Spark Data Platform
Last updated
Last updated
Design architecture is separated into 3 parts:
Data collection
Spark cluster
Serving part
In the data collection phase, we gather information by scraping data from IMDb.com and incorporating some sample data from Google Sheets, which is curated by Kaggle. Subsequently, we store this data in local storage (AWS S3 should be the preferred choice in a production environment). Pandas supports the manipulation of dataframes throughout this process.
To ensure a well-organized runtime environment, the entire procedure is containerized using Docker for better runtime environment and orchestrated by Dagster for effective management.
For the Spark cluster part, we set up and self-host a Spark Cluster with one master and three workers. These workers operate on personal computers contributed by our team members, creating a collaborative and distributed computing setup.
As shown in image, workers are: Chinh, Hao, Nhan, Ngoc.
Total RAM: 77.7 GB
Total cores: 40
In the serving phase, we establish a MySQL database using movie data. An API is then deployed to serve the retrieved movie information, complemented by a search engine backed by machine learning utilizing TF-IDF.
To obtain the data, we observed that IMDB is no longer a static website since it has been acquired by Amazon Corp. While they offer an alternative through a GraphQL API, the associated costs surpass our budget.

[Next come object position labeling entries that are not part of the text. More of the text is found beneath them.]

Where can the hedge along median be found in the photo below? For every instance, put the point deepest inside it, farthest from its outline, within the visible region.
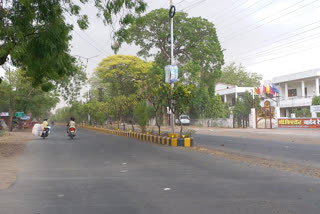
(173, 140)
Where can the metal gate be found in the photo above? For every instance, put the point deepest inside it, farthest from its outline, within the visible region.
(265, 116)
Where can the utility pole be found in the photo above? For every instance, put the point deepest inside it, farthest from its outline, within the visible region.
(172, 61)
(88, 87)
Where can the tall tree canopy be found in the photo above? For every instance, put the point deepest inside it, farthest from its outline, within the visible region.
(196, 43)
(17, 94)
(35, 36)
(237, 75)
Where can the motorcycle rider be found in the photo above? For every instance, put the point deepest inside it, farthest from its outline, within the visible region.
(71, 124)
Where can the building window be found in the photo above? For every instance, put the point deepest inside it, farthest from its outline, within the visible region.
(292, 92)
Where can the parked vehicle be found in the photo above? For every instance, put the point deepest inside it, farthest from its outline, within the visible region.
(183, 119)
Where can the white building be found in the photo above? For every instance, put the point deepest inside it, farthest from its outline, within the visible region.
(297, 90)
(230, 93)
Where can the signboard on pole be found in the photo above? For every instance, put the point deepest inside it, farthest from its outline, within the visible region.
(168, 74)
(315, 109)
(312, 123)
(26, 117)
(19, 114)
(173, 73)
(4, 114)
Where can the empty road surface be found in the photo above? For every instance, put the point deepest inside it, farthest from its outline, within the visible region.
(99, 173)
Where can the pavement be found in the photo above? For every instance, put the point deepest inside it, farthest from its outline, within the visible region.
(100, 173)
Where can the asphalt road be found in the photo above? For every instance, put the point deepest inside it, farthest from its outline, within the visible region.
(99, 173)
(297, 152)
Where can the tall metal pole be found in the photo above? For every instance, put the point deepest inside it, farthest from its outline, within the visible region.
(89, 119)
(172, 62)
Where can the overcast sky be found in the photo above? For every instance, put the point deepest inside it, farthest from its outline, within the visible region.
(270, 37)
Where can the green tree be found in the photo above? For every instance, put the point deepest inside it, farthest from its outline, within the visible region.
(316, 101)
(156, 94)
(141, 115)
(199, 59)
(216, 109)
(123, 77)
(180, 100)
(20, 95)
(242, 109)
(37, 38)
(237, 75)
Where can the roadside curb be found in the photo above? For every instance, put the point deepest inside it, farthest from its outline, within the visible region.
(174, 142)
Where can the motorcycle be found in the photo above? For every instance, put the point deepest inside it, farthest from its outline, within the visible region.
(45, 132)
(72, 132)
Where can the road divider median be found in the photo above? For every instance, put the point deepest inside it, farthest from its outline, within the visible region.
(173, 139)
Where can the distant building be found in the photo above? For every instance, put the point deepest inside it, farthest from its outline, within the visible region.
(296, 90)
(230, 93)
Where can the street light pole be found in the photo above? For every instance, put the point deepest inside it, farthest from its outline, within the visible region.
(87, 74)
(172, 62)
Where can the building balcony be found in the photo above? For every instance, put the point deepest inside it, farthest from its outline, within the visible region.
(295, 102)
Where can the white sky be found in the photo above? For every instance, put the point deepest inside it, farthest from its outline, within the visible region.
(270, 37)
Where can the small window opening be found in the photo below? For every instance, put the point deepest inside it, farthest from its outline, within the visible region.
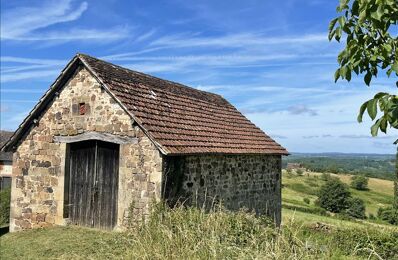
(82, 108)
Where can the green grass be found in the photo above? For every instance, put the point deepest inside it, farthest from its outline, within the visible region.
(296, 188)
(192, 234)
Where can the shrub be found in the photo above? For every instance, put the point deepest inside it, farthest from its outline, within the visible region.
(388, 214)
(356, 208)
(326, 176)
(5, 196)
(359, 182)
(334, 196)
(289, 173)
(299, 172)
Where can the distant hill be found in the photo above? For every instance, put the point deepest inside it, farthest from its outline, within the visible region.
(372, 165)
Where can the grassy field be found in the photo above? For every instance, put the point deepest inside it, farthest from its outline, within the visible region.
(296, 188)
(192, 234)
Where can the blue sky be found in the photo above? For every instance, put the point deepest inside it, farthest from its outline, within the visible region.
(271, 59)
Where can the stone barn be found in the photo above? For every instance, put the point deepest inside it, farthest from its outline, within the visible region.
(105, 142)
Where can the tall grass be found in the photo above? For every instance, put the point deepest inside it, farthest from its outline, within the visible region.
(191, 233)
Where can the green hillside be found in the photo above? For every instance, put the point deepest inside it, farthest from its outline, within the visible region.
(188, 233)
(380, 166)
(296, 188)
(192, 234)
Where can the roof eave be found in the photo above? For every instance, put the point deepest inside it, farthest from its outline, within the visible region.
(9, 146)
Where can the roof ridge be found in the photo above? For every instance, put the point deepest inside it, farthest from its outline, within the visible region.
(149, 76)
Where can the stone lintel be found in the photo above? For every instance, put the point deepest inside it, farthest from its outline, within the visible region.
(106, 137)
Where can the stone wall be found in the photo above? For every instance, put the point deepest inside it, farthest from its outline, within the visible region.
(38, 166)
(237, 181)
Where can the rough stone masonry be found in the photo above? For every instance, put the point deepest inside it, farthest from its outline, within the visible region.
(38, 165)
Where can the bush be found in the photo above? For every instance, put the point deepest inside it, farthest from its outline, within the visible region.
(5, 196)
(359, 182)
(357, 208)
(334, 196)
(299, 172)
(326, 176)
(388, 214)
(371, 216)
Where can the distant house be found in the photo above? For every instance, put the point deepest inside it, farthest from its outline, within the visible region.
(105, 142)
(5, 162)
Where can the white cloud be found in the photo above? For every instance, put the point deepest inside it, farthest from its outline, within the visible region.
(31, 24)
(21, 21)
(235, 40)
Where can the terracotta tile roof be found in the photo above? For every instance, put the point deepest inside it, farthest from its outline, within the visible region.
(183, 120)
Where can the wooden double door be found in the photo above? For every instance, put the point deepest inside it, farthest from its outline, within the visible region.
(91, 184)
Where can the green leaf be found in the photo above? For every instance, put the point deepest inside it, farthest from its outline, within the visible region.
(336, 75)
(361, 111)
(372, 108)
(383, 125)
(348, 74)
(332, 24)
(368, 78)
(380, 95)
(394, 67)
(375, 128)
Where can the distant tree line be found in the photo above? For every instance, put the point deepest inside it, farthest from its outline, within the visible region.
(382, 168)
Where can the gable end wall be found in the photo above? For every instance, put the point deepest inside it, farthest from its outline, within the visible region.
(38, 162)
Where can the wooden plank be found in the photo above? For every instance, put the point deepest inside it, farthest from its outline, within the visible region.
(105, 137)
(107, 172)
(93, 175)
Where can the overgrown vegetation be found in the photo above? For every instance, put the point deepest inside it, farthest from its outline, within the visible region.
(5, 196)
(334, 196)
(297, 191)
(189, 233)
(388, 214)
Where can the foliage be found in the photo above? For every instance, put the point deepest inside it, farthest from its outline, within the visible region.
(388, 214)
(5, 196)
(299, 172)
(369, 47)
(359, 182)
(356, 208)
(334, 196)
(193, 234)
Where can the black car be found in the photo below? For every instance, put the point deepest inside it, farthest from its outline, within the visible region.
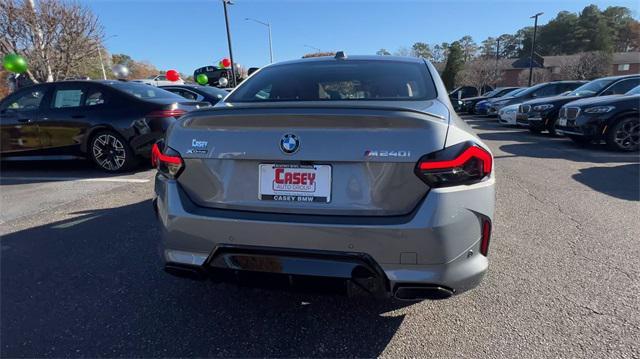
(197, 93)
(469, 103)
(111, 122)
(542, 114)
(546, 89)
(614, 119)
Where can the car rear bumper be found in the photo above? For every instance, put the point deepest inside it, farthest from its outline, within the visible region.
(437, 246)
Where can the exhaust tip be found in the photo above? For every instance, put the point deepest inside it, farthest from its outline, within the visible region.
(413, 293)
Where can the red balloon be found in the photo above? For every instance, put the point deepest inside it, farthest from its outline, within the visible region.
(173, 75)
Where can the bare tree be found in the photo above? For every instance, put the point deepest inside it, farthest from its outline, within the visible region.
(480, 73)
(402, 51)
(538, 76)
(586, 66)
(56, 37)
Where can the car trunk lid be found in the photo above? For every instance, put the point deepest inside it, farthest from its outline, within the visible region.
(354, 161)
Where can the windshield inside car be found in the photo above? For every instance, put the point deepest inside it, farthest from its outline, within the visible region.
(143, 91)
(218, 93)
(634, 91)
(513, 92)
(590, 88)
(492, 93)
(529, 90)
(344, 80)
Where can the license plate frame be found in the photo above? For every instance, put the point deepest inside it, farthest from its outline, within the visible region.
(295, 183)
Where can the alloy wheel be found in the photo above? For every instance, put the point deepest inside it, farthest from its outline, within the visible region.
(627, 134)
(109, 152)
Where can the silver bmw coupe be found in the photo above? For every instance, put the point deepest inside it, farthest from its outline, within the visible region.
(348, 170)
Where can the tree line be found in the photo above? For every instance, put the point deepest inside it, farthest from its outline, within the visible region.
(592, 31)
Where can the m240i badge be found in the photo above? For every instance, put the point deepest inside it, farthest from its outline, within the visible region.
(386, 153)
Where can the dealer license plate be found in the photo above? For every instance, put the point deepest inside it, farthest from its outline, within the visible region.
(294, 183)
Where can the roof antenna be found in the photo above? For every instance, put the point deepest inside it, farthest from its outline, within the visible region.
(340, 55)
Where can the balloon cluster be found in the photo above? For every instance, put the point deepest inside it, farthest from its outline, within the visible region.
(224, 63)
(202, 79)
(15, 63)
(172, 75)
(120, 71)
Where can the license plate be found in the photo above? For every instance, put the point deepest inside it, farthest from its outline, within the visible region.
(294, 183)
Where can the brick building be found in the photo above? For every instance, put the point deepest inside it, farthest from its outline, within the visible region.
(623, 63)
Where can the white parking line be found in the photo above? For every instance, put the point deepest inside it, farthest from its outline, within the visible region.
(76, 222)
(76, 179)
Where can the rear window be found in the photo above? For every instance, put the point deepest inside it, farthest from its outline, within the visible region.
(338, 80)
(143, 91)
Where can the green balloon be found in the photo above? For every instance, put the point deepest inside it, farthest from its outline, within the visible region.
(202, 79)
(14, 63)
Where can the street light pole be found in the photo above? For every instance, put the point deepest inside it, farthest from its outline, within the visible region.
(497, 59)
(226, 20)
(104, 73)
(268, 25)
(533, 45)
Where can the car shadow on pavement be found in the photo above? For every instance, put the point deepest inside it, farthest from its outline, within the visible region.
(19, 172)
(92, 286)
(620, 181)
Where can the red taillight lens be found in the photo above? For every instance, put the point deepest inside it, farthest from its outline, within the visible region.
(166, 113)
(167, 161)
(486, 236)
(466, 163)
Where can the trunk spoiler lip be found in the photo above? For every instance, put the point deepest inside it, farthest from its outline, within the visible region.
(315, 105)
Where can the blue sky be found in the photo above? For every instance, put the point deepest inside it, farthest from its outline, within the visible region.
(184, 35)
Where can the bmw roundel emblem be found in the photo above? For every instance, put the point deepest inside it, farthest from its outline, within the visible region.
(289, 143)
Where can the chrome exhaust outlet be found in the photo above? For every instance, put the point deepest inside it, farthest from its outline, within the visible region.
(413, 293)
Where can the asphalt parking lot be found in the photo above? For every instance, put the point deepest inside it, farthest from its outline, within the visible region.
(80, 275)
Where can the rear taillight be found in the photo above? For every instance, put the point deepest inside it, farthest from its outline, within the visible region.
(465, 163)
(176, 112)
(166, 160)
(486, 236)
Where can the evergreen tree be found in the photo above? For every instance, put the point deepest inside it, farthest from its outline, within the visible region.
(455, 63)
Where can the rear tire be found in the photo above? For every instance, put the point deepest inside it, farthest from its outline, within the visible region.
(624, 135)
(111, 152)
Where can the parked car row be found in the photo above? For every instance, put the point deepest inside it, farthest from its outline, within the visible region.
(113, 123)
(604, 109)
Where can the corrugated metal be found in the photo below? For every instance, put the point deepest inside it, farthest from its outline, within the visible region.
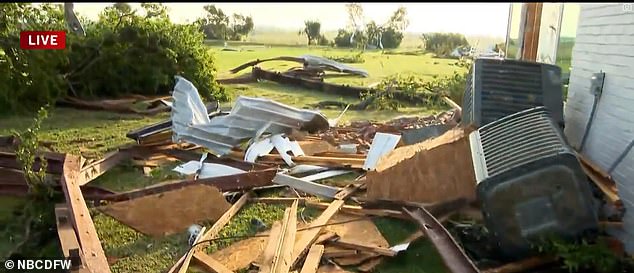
(604, 43)
(249, 118)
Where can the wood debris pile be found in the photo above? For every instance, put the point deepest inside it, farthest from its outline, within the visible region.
(214, 189)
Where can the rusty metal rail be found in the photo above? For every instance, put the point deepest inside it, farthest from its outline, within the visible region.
(454, 257)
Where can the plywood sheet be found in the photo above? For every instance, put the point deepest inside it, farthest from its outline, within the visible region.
(362, 232)
(170, 212)
(242, 253)
(436, 170)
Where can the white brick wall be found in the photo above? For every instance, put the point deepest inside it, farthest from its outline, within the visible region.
(605, 42)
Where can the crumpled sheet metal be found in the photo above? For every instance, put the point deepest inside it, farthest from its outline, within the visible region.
(249, 118)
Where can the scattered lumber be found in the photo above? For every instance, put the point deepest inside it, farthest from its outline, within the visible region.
(87, 235)
(312, 259)
(315, 227)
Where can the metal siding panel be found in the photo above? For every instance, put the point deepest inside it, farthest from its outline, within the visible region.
(605, 40)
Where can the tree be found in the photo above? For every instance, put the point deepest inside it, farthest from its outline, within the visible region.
(391, 38)
(355, 22)
(121, 54)
(240, 26)
(312, 30)
(387, 35)
(215, 23)
(122, 7)
(218, 25)
(155, 10)
(398, 21)
(442, 44)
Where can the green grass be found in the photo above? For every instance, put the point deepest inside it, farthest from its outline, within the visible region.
(87, 132)
(94, 133)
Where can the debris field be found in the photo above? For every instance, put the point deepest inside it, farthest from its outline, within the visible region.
(426, 170)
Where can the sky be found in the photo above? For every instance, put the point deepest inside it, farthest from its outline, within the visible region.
(488, 19)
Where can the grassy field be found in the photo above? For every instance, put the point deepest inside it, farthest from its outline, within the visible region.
(93, 133)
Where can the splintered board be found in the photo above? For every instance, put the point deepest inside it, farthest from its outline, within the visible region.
(170, 212)
(436, 170)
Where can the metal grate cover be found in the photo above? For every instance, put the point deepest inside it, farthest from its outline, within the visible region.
(530, 183)
(500, 87)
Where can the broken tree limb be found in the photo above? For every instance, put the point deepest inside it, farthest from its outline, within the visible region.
(210, 264)
(116, 106)
(312, 259)
(453, 256)
(99, 167)
(315, 227)
(268, 256)
(281, 260)
(189, 254)
(339, 253)
(348, 190)
(87, 235)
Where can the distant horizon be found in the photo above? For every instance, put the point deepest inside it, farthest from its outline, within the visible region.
(470, 19)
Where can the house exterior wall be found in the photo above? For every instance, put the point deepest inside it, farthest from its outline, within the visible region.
(605, 42)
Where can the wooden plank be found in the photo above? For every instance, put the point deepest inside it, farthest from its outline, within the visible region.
(188, 256)
(602, 181)
(356, 210)
(99, 167)
(522, 265)
(279, 260)
(306, 186)
(338, 253)
(271, 247)
(217, 226)
(209, 264)
(85, 228)
(326, 237)
(312, 259)
(289, 230)
(225, 218)
(361, 247)
(348, 190)
(314, 228)
(67, 237)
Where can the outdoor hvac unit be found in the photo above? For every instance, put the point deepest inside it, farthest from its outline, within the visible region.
(529, 182)
(499, 87)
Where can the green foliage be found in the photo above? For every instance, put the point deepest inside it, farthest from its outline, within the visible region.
(431, 92)
(220, 26)
(344, 39)
(442, 44)
(391, 38)
(388, 36)
(29, 78)
(582, 256)
(26, 155)
(323, 41)
(122, 53)
(349, 59)
(312, 30)
(34, 217)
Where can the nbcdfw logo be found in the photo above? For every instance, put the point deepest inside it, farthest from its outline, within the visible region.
(42, 39)
(37, 264)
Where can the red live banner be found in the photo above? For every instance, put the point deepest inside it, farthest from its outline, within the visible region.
(42, 39)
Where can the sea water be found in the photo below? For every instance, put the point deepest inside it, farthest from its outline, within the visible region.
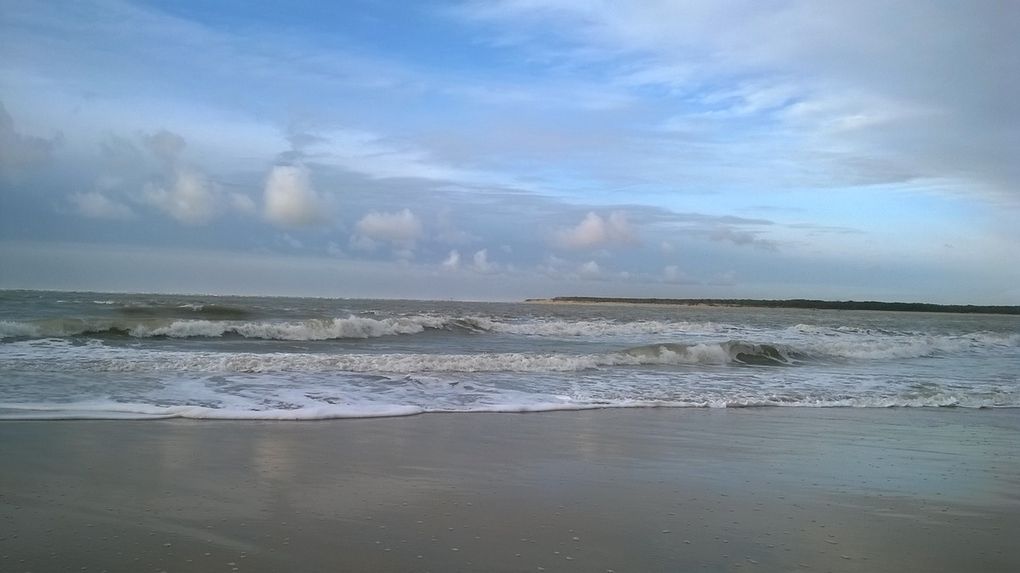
(88, 355)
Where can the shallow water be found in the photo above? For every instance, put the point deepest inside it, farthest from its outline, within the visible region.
(88, 355)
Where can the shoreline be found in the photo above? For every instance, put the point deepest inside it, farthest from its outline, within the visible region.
(650, 489)
(799, 304)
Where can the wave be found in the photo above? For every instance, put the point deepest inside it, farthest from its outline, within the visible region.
(336, 328)
(315, 329)
(111, 359)
(142, 411)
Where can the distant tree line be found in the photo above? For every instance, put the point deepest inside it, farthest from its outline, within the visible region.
(801, 303)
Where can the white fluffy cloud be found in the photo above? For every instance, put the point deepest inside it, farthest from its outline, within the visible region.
(190, 199)
(402, 227)
(452, 261)
(481, 262)
(590, 269)
(595, 231)
(290, 199)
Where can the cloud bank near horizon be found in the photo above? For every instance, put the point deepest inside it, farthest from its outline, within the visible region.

In response to this challenge, we developed a web scraper to automatically gather movie data.
Additionally, we constructed a data pipeline to seamlessly store the scraped data in object storage. This enhances the efficiency of the process, simplifying the transfer of data from the source (imdb.com) to our data platform.
Raw assets include:
movies
: The movie metadata (movie_id, score, duration, director_name, actor_1_name, actor_2_name, actor_3_name, num_reviews, num_critics, num_votes, metascore, language, global_gross, year).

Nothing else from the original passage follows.